STAT 29000: Project 10 — Fall 2021

Motivation: Although SQL syntax may still feel unnatural and foreign, with more practice it will start to make more sense. The ability to read and write SQL queries is a "bread-and-butter" skill for anyone working with data.

Context: We are in the second of a series of projects that focus on learning the basics of SQL. In this project, we will continue to harden our understanding of SQL syntax, and introduce common SQL functions like AVG, MIN, and MAX.

Scope: SQL, sqlite

Learning Objectives
  • Explain the advantages and disadvantages of using a database over a tool like a spreadsheet.

  • Describe basic database concepts like: rdbms, tables, indexes, fields, query, clause.

  • Basic clauses: select, order by, limit, desc, asc, count, where, from, etc.

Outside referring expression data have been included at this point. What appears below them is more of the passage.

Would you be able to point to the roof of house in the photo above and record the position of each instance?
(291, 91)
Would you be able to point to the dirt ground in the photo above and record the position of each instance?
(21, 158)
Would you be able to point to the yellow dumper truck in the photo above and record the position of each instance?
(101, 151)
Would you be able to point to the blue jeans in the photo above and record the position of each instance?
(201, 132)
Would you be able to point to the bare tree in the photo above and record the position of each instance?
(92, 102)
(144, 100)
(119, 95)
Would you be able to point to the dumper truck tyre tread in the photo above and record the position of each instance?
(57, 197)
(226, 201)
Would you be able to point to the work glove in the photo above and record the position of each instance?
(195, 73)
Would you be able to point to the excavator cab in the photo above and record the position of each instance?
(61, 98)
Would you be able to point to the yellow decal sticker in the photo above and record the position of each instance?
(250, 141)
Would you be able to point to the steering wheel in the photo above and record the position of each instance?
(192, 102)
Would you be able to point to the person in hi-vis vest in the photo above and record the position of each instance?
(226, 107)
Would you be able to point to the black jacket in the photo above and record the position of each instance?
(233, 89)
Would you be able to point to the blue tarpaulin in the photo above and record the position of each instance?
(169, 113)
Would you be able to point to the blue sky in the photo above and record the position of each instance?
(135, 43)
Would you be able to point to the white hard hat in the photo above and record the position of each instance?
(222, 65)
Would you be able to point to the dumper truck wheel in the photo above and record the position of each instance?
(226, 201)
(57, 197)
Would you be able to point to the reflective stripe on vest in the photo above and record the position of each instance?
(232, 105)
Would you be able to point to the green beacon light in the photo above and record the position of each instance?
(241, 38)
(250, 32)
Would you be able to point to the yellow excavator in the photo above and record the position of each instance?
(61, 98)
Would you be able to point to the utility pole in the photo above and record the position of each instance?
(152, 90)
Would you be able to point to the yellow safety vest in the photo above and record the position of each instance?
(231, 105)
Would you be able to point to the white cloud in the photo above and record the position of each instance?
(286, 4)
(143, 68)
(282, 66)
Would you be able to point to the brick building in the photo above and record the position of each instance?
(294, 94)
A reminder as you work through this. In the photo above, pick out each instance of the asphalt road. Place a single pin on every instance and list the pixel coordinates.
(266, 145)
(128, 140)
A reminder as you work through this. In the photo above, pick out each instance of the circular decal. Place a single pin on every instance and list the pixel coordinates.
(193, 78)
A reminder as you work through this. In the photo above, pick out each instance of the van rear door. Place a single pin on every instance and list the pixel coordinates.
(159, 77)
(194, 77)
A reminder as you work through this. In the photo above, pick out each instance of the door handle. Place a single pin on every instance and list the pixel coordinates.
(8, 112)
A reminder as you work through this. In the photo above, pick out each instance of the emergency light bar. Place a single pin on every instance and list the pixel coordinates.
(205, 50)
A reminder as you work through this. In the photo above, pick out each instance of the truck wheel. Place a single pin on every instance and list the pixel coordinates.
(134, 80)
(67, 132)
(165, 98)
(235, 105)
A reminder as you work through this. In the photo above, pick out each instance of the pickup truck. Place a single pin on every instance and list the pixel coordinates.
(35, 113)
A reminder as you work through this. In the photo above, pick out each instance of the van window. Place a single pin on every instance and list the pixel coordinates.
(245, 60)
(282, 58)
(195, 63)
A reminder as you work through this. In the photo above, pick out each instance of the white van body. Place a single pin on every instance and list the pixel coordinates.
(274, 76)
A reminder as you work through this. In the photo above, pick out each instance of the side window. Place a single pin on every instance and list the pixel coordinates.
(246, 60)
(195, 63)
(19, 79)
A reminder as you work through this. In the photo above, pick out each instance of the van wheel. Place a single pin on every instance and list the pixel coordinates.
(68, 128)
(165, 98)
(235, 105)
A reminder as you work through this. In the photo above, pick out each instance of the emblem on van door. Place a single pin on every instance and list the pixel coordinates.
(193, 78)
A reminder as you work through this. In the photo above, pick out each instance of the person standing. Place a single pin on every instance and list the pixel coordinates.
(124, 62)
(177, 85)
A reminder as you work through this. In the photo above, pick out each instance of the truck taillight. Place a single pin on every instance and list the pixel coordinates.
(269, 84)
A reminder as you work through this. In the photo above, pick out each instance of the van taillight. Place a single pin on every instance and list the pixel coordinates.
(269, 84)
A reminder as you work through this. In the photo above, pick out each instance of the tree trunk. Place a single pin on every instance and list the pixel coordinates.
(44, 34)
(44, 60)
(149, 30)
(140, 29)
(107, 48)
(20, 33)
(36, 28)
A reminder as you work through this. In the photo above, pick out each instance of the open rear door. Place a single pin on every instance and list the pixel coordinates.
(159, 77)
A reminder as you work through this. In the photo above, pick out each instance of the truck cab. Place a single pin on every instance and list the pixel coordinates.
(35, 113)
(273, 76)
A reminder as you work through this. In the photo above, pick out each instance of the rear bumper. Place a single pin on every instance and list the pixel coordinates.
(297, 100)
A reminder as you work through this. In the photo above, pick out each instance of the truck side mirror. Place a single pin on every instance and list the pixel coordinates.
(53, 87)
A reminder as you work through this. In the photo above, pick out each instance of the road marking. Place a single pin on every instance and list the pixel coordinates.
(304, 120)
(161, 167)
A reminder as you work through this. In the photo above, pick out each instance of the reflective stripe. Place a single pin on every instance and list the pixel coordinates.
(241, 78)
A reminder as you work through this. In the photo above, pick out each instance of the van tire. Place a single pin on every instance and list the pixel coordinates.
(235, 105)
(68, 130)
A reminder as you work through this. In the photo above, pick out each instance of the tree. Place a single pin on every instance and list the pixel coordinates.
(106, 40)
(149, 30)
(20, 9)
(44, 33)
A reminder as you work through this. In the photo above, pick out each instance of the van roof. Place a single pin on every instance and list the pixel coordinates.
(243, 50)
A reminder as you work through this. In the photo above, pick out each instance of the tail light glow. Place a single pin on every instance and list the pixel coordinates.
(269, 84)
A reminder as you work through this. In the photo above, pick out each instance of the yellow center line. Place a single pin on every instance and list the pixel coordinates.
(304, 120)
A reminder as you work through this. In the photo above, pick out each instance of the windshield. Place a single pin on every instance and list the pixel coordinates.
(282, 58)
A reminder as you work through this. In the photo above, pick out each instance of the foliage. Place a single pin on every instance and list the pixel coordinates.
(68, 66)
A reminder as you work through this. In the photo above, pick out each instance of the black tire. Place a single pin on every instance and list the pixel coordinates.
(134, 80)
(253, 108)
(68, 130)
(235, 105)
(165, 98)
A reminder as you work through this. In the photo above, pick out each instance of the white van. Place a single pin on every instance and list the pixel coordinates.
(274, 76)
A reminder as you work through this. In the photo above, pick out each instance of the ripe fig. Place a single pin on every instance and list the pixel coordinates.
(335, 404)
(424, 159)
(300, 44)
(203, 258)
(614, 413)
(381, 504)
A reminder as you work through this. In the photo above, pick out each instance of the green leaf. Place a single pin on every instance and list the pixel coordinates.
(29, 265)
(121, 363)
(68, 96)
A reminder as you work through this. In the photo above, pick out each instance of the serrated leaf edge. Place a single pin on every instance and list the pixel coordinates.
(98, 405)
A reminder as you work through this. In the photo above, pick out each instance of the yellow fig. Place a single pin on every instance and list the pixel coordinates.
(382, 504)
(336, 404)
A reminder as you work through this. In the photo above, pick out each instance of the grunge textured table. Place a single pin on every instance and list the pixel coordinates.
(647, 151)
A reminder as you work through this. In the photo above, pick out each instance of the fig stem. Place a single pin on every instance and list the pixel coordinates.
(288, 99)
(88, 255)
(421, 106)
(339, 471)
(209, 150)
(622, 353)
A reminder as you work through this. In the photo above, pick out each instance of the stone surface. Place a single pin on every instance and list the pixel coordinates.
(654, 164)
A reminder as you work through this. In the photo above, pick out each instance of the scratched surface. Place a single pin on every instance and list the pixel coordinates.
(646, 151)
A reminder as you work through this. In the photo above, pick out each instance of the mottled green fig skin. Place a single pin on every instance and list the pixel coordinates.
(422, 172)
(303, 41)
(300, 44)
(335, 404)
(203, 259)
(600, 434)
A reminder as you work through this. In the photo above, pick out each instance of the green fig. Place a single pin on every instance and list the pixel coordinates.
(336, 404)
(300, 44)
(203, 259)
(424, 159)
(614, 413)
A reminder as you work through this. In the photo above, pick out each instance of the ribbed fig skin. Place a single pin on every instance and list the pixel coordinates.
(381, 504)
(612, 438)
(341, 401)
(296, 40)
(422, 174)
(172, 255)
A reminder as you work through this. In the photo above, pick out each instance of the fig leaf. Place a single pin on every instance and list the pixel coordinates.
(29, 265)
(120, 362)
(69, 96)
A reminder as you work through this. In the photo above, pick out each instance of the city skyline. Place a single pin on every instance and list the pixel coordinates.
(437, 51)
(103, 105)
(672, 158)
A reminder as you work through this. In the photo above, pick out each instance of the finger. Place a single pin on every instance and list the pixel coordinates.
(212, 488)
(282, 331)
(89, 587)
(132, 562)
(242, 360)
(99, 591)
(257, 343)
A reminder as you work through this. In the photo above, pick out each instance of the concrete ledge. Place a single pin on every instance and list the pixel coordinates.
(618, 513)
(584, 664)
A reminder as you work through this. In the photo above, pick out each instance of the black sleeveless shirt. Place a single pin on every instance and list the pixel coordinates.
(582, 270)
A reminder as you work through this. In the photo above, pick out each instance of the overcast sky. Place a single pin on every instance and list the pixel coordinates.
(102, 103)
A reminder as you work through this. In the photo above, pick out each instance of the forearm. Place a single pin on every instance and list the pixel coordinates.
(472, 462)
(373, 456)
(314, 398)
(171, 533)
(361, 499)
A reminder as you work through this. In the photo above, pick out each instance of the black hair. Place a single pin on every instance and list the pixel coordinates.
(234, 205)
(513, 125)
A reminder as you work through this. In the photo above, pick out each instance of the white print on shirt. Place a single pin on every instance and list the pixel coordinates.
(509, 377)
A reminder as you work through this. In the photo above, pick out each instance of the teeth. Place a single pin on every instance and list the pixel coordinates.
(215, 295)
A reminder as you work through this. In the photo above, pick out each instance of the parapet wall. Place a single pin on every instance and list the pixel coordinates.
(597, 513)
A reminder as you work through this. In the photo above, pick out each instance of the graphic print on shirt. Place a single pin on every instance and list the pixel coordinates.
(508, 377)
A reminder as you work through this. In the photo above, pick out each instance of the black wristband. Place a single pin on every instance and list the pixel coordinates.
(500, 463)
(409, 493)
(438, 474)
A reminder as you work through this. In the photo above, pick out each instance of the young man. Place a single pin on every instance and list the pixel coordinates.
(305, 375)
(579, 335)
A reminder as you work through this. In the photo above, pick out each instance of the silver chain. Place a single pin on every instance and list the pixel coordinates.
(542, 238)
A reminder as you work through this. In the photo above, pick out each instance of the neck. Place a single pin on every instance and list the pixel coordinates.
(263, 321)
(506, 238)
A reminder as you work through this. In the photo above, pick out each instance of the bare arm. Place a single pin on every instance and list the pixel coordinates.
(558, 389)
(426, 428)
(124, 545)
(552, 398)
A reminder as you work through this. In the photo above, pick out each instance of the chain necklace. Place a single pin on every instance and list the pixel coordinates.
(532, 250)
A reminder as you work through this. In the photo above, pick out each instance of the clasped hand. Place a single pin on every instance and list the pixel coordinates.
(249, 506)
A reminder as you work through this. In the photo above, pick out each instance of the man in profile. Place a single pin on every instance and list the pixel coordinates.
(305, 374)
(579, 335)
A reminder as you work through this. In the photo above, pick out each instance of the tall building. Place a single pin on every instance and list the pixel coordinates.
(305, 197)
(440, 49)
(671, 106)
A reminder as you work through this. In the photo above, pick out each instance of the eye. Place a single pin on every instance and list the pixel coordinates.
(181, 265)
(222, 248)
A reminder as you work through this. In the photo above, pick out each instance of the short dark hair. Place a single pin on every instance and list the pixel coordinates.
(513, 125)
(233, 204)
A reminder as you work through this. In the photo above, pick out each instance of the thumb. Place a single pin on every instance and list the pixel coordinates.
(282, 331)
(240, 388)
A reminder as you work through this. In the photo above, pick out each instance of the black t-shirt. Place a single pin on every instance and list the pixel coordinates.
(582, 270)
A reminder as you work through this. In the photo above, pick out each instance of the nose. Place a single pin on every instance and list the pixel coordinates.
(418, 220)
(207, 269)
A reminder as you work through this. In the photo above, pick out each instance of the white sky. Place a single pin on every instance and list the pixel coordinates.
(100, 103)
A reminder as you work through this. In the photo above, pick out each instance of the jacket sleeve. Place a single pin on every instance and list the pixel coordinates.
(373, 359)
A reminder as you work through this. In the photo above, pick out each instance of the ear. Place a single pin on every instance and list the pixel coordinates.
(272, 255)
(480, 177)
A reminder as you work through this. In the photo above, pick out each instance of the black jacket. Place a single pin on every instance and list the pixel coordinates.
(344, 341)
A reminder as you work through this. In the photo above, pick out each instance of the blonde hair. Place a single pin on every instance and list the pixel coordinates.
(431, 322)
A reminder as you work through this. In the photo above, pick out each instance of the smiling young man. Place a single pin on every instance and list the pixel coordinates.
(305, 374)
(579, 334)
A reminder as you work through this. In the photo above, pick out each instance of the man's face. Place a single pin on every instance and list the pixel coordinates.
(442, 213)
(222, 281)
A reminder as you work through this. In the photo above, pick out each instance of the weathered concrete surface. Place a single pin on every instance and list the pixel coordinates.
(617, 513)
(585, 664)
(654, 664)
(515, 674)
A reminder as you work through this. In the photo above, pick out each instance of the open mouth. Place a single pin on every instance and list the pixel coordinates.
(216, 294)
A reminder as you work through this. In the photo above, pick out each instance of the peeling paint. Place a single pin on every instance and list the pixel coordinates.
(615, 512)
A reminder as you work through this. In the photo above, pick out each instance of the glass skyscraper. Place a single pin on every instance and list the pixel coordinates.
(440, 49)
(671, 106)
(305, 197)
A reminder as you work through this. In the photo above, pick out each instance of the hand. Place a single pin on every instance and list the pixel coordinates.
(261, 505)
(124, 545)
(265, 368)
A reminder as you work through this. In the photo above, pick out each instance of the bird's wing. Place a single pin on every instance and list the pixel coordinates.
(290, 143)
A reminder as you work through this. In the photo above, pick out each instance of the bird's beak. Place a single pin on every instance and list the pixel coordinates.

  • Utilize SQL functions like min, max, avg, sum, and count to solve data-driven problems.

Make sure to read about, and use the template found here, and the important information about projects submissions here.

Dataset(s)

The following questions will use the following dataset(s):

  • /depot/datamine/data/taxi/taxi_sample.db

Questions

Question 1

In project (8), you used bash tools, including awk, to parse through large amounts of yellow taxi data from /depot/datamine/data/taxi/. Of course, calculating things like the mean is not too difficult using awk, and awk is extremely fast and efficient, BUT SQL is better for some of the work we attempted to do in project (8).

Don’t take my word on it! We’ve placed a sample of 5 of the data files for the yellow taxi cab into an SQLite database called taxi_sample.db. This database contains, among other things, the yellow table (for yellow taxi cab data).

Write a query that will return the fare_amount, surcharge, tip_amount, and tolls_amount as a percentage of total_amount.

Now, take into consideration that this query will be evaluating these percentages for 5 of the data files, not just the first file or so. Wow, impressive!

Use the sum aggregate function to calculate the totals, and division to figure out the percentages.

Items to submit
  • Code used to solve this problem.

  • Output from running the code.

Question 2

Check out the payment_type column. Write a query that counts the number of each type of payment_type. The end result should print something like the following.

Output sample
payment_type, count
CASH, 123

You can use aliasing to control the output header names.

Write a query that sums the total_amount for payment_type of "CASH". What is the total amount of cash payments?

Items to submit
  • Code used to solve this problem.

  • Output from running the code.

Question 3

Write a query that gets the largest number of passengers in a single trip. How far was the trip? What was the total amount? Answer all of this in a single query.

Whoa, there must be some erroneous data in the database! Not too surprising. Write a query that explores this more, explain what your query does and how it helps you understand what is going on.

Items to submit
  • Code used to solve this problem.

  • Output from running the code.

Question 4

Write a query that gets the average total_amount for each year in the database. Which year has the largest average total_amount? Use the pickup_datetime column to determine the year.

Read this page and look at the strftime function.

If you want the headers to be more descriptive, you can use aliases.

Items to submit
  • Code used to solve this problem.

  • Output from running the code.

Question 5

What percent of data in our database has information on the location of pickup and dropoff? Examine the data, to see if there is a pattern to the rows with that information and without that information.

There is a distinct pattern. Pay attention to the date and time of the data.

Confirm your hypothesis with the original data set(s) (in /depot/datamine/data/taxi/yellow/*.csv), using bash. This doesn’t have to be anything more thorough than running a simple head command with a 1-2 sentence explanation.

Of course, there will probably be some erroneous data for the latitude and longitude columns. However, you could use the avg function on a latitude or longitude column, by year to maybe get a pattern.

Items to submit
  • Code used to solve this problem.

  • Output from running the code.

Please make sure to double check that your submission is complete, and contains all of your code and output before submitting. If you are on a spotty internet connection, it is recommended to download your submission after submitting it to make sure what you think you submitted, was what you actually submitted.